Methods: All instrumented thoracic and lumbar cases performed at Detroit Medical Center by the Neurosurgery Service between August 2012 and March 2013 were included. Cases had hardware verified by post-operative CT. Hardware placement was graded according to (Mirza, Wiggins et al. 2003), grade 0 (within pedicle), grade 1 (<2mm breach), grade 2 (>2mm breach) , and grade 3 (extrapedicular). Pedicle screws were reviewed independently by a resident and attending surgeon. Rates of pedicle breach, EBL, length of case, pedicle size and pedicle starting point were all reviewed. Pedicles were analyzed on PACS system in axial views, using sagittal views to identify the correct level.
Results: A total of 238 pedicle screws were evaluated in 27 patients. The overall rate of accurate pedicle screw placement among residents defined as Grade 0 or 1 placement was 84.2%. There was no difference in breach rate between modalities. Fluoroscopic cases had significantly less medial breaches (12% ) than anatomic cases (50%) (p .001) and computer navigated cases (73%) (p .0015). EBL values for fluoroscopic, anatomic and computer navigated cases were 425 cc, 720 cc, and 816 cc respectively. Resident level was found to be inversely proportional to breach rate (R squared 0.52). We did not see a clear difference in breach rate for resident level in different modalities.

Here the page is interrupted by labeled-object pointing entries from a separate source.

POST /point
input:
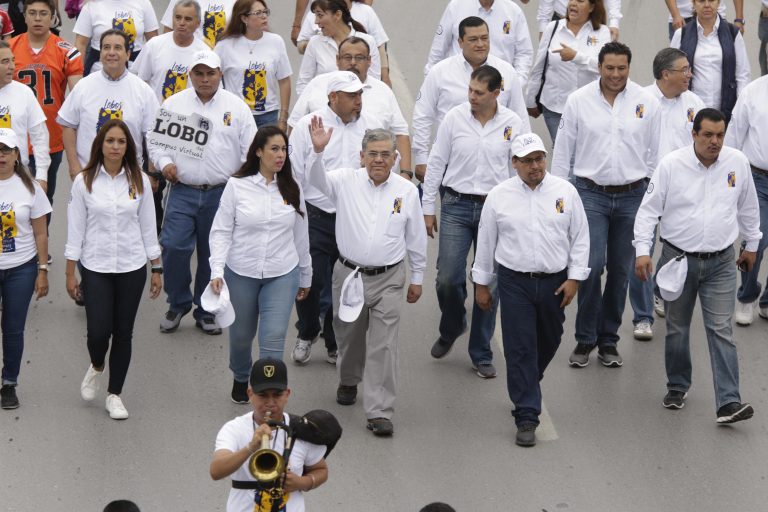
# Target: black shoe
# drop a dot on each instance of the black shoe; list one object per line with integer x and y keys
{"x": 346, "y": 395}
{"x": 239, "y": 392}
{"x": 526, "y": 435}
{"x": 441, "y": 348}
{"x": 8, "y": 398}
{"x": 733, "y": 412}
{"x": 674, "y": 399}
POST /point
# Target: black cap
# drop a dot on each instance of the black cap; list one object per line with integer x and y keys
{"x": 268, "y": 373}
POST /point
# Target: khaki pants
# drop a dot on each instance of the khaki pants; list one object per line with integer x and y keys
{"x": 368, "y": 346}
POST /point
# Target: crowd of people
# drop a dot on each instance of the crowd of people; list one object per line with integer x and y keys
{"x": 323, "y": 206}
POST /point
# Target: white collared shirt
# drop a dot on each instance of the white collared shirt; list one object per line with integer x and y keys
{"x": 707, "y": 69}
{"x": 677, "y": 116}
{"x": 539, "y": 230}
{"x": 320, "y": 57}
{"x": 343, "y": 151}
{"x": 111, "y": 229}
{"x": 507, "y": 28}
{"x": 562, "y": 78}
{"x": 378, "y": 101}
{"x": 468, "y": 157}
{"x": 748, "y": 130}
{"x": 701, "y": 209}
{"x": 610, "y": 145}
{"x": 375, "y": 225}
{"x": 549, "y": 7}
{"x": 446, "y": 86}
{"x": 232, "y": 132}
{"x": 257, "y": 234}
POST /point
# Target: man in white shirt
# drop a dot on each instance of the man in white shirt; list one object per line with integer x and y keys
{"x": 510, "y": 40}
{"x": 471, "y": 155}
{"x": 608, "y": 141}
{"x": 196, "y": 186}
{"x": 344, "y": 114}
{"x": 748, "y": 132}
{"x": 446, "y": 86}
{"x": 678, "y": 107}
{"x": 379, "y": 223}
{"x": 705, "y": 197}
{"x": 534, "y": 229}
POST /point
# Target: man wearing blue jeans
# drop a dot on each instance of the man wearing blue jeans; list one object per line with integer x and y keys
{"x": 704, "y": 197}
{"x": 609, "y": 135}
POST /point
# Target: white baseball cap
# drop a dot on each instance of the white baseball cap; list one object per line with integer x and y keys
{"x": 344, "y": 81}
{"x": 527, "y": 143}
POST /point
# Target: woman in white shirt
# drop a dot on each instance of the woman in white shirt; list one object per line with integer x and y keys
{"x": 255, "y": 63}
{"x": 572, "y": 45}
{"x": 111, "y": 232}
{"x": 134, "y": 17}
{"x": 336, "y": 24}
{"x": 23, "y": 209}
{"x": 260, "y": 247}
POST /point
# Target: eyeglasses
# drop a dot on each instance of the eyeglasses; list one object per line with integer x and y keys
{"x": 259, "y": 14}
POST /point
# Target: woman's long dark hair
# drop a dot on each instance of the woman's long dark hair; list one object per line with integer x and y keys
{"x": 287, "y": 186}
{"x": 334, "y": 6}
{"x": 130, "y": 161}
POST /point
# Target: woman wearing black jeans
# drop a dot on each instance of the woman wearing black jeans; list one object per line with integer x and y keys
{"x": 111, "y": 232}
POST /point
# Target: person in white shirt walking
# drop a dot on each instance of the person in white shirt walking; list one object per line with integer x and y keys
{"x": 111, "y": 232}
{"x": 748, "y": 132}
{"x": 534, "y": 235}
{"x": 704, "y": 197}
{"x": 508, "y": 30}
{"x": 678, "y": 108}
{"x": 622, "y": 120}
{"x": 260, "y": 250}
{"x": 197, "y": 185}
{"x": 379, "y": 223}
{"x": 471, "y": 155}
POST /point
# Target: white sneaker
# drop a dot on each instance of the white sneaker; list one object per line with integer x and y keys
{"x": 302, "y": 351}
{"x": 115, "y": 407}
{"x": 90, "y": 384}
{"x": 744, "y": 313}
{"x": 643, "y": 331}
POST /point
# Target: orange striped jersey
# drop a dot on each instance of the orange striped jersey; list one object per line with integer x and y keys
{"x": 46, "y": 73}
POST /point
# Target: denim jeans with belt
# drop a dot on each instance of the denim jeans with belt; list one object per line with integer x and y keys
{"x": 459, "y": 222}
{"x": 265, "y": 304}
{"x": 611, "y": 218}
{"x": 16, "y": 287}
{"x": 713, "y": 280}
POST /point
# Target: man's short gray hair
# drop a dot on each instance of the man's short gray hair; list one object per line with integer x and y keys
{"x": 377, "y": 135}
{"x": 190, "y": 3}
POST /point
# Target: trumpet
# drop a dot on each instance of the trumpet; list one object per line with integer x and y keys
{"x": 266, "y": 465}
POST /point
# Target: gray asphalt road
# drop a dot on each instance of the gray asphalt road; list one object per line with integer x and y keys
{"x": 609, "y": 445}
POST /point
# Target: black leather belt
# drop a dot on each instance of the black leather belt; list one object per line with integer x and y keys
{"x": 615, "y": 189}
{"x": 699, "y": 255}
{"x": 472, "y": 197}
{"x": 368, "y": 271}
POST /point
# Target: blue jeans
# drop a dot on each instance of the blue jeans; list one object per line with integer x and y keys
{"x": 749, "y": 291}
{"x": 271, "y": 300}
{"x": 16, "y": 287}
{"x": 531, "y": 327}
{"x": 188, "y": 217}
{"x": 611, "y": 220}
{"x": 459, "y": 222}
{"x": 714, "y": 281}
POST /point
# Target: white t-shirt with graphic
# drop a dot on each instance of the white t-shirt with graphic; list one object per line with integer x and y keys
{"x": 252, "y": 69}
{"x": 17, "y": 209}
{"x": 236, "y": 434}
{"x": 164, "y": 65}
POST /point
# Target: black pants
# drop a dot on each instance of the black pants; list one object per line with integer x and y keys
{"x": 110, "y": 310}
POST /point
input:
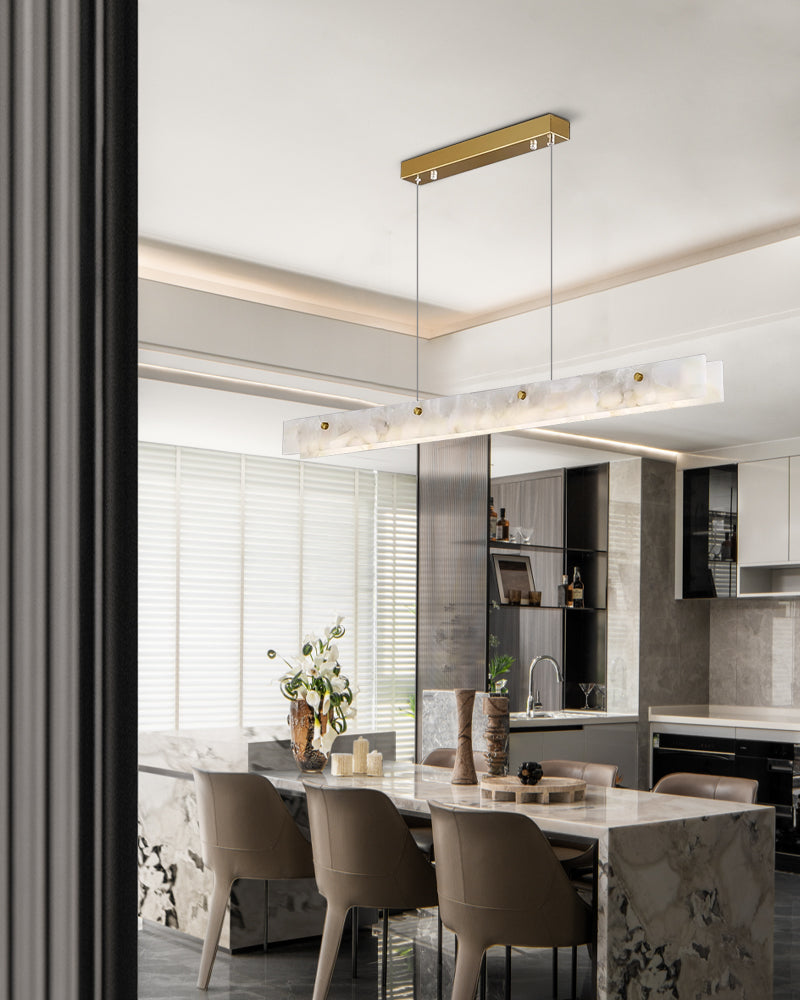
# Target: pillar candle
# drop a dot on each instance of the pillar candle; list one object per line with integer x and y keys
{"x": 341, "y": 764}
{"x": 360, "y": 751}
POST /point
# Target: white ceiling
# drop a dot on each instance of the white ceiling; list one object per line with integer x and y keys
{"x": 273, "y": 132}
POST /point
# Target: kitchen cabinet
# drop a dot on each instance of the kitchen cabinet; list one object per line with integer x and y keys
{"x": 764, "y": 512}
{"x": 572, "y": 530}
{"x": 599, "y": 742}
{"x": 769, "y": 530}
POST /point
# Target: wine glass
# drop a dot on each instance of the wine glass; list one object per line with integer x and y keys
{"x": 587, "y": 687}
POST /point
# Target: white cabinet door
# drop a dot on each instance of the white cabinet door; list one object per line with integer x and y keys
{"x": 794, "y": 509}
{"x": 763, "y": 536}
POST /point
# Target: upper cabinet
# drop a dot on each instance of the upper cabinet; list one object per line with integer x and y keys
{"x": 769, "y": 527}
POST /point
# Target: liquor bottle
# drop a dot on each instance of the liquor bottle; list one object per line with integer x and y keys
{"x": 577, "y": 588}
{"x": 502, "y": 526}
{"x": 492, "y": 520}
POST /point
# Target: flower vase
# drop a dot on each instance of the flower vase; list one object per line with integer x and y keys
{"x": 464, "y": 767}
{"x": 495, "y": 708}
{"x": 301, "y": 726}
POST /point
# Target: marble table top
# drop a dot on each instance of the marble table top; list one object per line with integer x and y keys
{"x": 412, "y": 786}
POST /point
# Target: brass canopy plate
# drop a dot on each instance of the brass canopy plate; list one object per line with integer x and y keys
{"x": 513, "y": 140}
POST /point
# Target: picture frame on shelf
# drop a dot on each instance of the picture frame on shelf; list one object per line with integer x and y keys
{"x": 513, "y": 572}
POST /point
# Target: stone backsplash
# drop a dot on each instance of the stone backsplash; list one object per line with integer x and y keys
{"x": 754, "y": 652}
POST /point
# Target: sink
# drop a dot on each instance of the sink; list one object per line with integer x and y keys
{"x": 566, "y": 714}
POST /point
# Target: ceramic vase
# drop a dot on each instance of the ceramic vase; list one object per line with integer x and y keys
{"x": 464, "y": 767}
{"x": 495, "y": 708}
{"x": 301, "y": 727}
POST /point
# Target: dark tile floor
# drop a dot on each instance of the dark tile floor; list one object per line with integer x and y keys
{"x": 168, "y": 964}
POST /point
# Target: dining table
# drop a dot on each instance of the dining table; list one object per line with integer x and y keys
{"x": 684, "y": 893}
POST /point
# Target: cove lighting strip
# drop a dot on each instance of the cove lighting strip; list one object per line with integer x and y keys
{"x": 659, "y": 386}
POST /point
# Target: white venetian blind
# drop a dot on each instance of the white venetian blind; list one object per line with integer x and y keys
{"x": 240, "y": 554}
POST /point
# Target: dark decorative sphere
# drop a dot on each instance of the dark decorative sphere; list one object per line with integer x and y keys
{"x": 530, "y": 773}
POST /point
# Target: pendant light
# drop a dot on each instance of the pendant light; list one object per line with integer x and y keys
{"x": 659, "y": 385}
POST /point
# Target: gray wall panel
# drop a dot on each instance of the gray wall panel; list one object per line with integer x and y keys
{"x": 453, "y": 480}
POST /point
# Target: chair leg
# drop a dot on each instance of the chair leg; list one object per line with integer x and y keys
{"x": 574, "y": 981}
{"x": 385, "y": 968}
{"x": 468, "y": 969}
{"x": 216, "y": 914}
{"x": 438, "y": 956}
{"x": 335, "y": 917}
{"x": 354, "y": 943}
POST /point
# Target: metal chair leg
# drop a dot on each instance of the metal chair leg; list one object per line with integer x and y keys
{"x": 438, "y": 956}
{"x": 385, "y": 969}
{"x": 574, "y": 970}
{"x": 354, "y": 942}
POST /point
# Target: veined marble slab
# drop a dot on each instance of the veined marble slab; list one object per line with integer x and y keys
{"x": 685, "y": 887}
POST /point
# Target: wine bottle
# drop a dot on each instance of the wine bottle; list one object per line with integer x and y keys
{"x": 492, "y": 520}
{"x": 577, "y": 588}
{"x": 502, "y": 526}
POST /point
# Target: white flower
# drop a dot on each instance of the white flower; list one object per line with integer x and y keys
{"x": 326, "y": 740}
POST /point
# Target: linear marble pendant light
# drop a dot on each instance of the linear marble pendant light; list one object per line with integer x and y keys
{"x": 691, "y": 381}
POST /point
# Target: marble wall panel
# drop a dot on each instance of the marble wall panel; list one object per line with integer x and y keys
{"x": 755, "y": 652}
{"x": 622, "y": 642}
{"x": 687, "y": 923}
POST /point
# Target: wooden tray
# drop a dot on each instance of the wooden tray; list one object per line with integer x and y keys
{"x": 546, "y": 790}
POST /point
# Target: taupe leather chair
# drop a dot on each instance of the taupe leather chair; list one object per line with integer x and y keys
{"x": 528, "y": 903}
{"x": 364, "y": 855}
{"x": 246, "y": 831}
{"x": 708, "y": 786}
{"x": 591, "y": 773}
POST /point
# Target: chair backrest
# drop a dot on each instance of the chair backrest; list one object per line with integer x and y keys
{"x": 446, "y": 757}
{"x": 364, "y": 854}
{"x": 709, "y": 786}
{"x": 245, "y": 827}
{"x": 591, "y": 773}
{"x": 500, "y": 882}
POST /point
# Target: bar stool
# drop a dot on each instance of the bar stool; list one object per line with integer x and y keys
{"x": 246, "y": 831}
{"x": 531, "y": 903}
{"x": 364, "y": 855}
{"x": 709, "y": 786}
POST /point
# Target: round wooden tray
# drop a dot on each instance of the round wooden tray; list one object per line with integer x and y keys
{"x": 546, "y": 790}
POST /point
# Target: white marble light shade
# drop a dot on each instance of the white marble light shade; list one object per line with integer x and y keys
{"x": 663, "y": 385}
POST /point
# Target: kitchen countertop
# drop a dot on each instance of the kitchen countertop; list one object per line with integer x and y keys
{"x": 768, "y": 719}
{"x": 569, "y": 717}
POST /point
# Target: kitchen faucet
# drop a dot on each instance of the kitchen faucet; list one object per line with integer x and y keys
{"x": 532, "y": 703}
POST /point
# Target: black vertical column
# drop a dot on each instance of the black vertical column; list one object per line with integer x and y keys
{"x": 67, "y": 500}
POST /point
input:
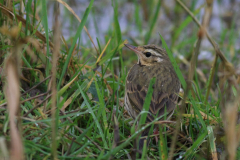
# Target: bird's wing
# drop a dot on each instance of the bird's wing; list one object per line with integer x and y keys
{"x": 162, "y": 95}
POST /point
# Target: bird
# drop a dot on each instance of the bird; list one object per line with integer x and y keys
{"x": 153, "y": 61}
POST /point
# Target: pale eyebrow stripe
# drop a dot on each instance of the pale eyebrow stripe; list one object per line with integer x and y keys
{"x": 153, "y": 52}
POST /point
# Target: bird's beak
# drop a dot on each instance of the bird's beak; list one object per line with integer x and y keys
{"x": 133, "y": 48}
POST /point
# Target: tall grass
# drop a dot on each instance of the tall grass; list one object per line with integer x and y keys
{"x": 69, "y": 103}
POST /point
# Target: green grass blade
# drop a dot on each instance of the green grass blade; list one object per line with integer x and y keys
{"x": 79, "y": 30}
{"x": 45, "y": 24}
{"x": 153, "y": 22}
{"x": 190, "y": 152}
{"x": 174, "y": 63}
{"x": 94, "y": 117}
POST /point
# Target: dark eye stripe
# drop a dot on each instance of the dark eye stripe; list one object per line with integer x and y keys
{"x": 148, "y": 54}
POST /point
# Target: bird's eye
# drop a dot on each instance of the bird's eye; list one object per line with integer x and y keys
{"x": 148, "y": 54}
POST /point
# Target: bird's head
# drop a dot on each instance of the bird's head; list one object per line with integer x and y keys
{"x": 149, "y": 55}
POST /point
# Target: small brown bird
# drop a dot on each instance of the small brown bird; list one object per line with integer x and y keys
{"x": 153, "y": 61}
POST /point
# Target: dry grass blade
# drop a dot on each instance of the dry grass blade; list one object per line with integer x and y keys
{"x": 12, "y": 93}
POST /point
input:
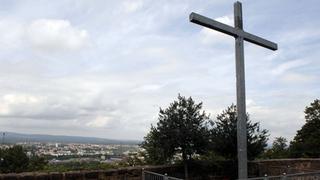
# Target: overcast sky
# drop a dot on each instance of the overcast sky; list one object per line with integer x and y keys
{"x": 103, "y": 68}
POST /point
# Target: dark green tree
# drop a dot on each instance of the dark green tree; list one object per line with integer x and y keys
{"x": 224, "y": 135}
{"x": 13, "y": 159}
{"x": 181, "y": 129}
{"x": 306, "y": 143}
{"x": 278, "y": 150}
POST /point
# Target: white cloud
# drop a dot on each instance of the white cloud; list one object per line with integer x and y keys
{"x": 226, "y": 20}
{"x": 284, "y": 67}
{"x": 56, "y": 35}
{"x": 99, "y": 122}
{"x": 11, "y": 34}
{"x": 132, "y": 6}
{"x": 297, "y": 78}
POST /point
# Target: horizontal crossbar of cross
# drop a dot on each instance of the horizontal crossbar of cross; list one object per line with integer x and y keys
{"x": 212, "y": 24}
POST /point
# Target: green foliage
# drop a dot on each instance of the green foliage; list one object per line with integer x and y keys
{"x": 278, "y": 150}
{"x": 224, "y": 135}
{"x": 13, "y": 159}
{"x": 306, "y": 143}
{"x": 37, "y": 163}
{"x": 181, "y": 129}
{"x": 76, "y": 166}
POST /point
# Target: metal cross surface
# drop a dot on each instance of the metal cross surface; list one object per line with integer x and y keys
{"x": 240, "y": 35}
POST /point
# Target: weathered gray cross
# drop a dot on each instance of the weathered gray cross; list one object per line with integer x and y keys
{"x": 240, "y": 35}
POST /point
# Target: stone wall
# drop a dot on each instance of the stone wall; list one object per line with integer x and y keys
{"x": 219, "y": 170}
{"x": 280, "y": 166}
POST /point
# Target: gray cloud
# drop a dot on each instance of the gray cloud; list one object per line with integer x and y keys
{"x": 104, "y": 69}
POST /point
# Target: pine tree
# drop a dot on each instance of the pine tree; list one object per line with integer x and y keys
{"x": 181, "y": 129}
{"x": 224, "y": 135}
{"x": 306, "y": 143}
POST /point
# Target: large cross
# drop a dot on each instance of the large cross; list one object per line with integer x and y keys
{"x": 240, "y": 35}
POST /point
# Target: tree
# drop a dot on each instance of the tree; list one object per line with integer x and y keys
{"x": 306, "y": 143}
{"x": 278, "y": 150}
{"x": 224, "y": 135}
{"x": 13, "y": 159}
{"x": 181, "y": 129}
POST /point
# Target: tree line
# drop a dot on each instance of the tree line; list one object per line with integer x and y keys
{"x": 184, "y": 132}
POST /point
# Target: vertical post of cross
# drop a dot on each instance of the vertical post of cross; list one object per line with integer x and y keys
{"x": 241, "y": 95}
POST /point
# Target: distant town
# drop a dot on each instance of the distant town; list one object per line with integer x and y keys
{"x": 65, "y": 149}
{"x": 68, "y": 152}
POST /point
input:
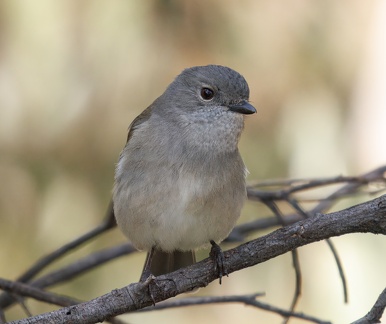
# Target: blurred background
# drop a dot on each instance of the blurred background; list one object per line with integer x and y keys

Conclusions: Our study supports an inverse relationship between resident experience and pedicle screw accuracy. Fluoroscopic placement of pedicle screws compared to computer assisted and anatomic techniques results in lower medial breach rate.
Patient Care: This study improves patient care by creating Resident and Attending awareness of the effect of Resident experience on pedicle screw accuracy across three different modalities of screw placement. This study also sets the ground for larger studies which may provide Training Programs measures by resident year for expected performance throughout residency.
Learning Objectives: By the conclusion of this session, participants should be able identify which modalities in this study have higher medial breach rates, the relationship between increasing resident training and pedicle screw accuracy, as well as possible explanations for this observed finding.
References: Mirza, S. K., G. C. Wiggins, et al. (2003). "Accuracy of thoracic vertebral body screw placement using standard fluoroscopy, fluoroscopic image guidance, and computed tomographic image guidance: a cadaver study." Spine (Phila Pa 28(4): 402-413.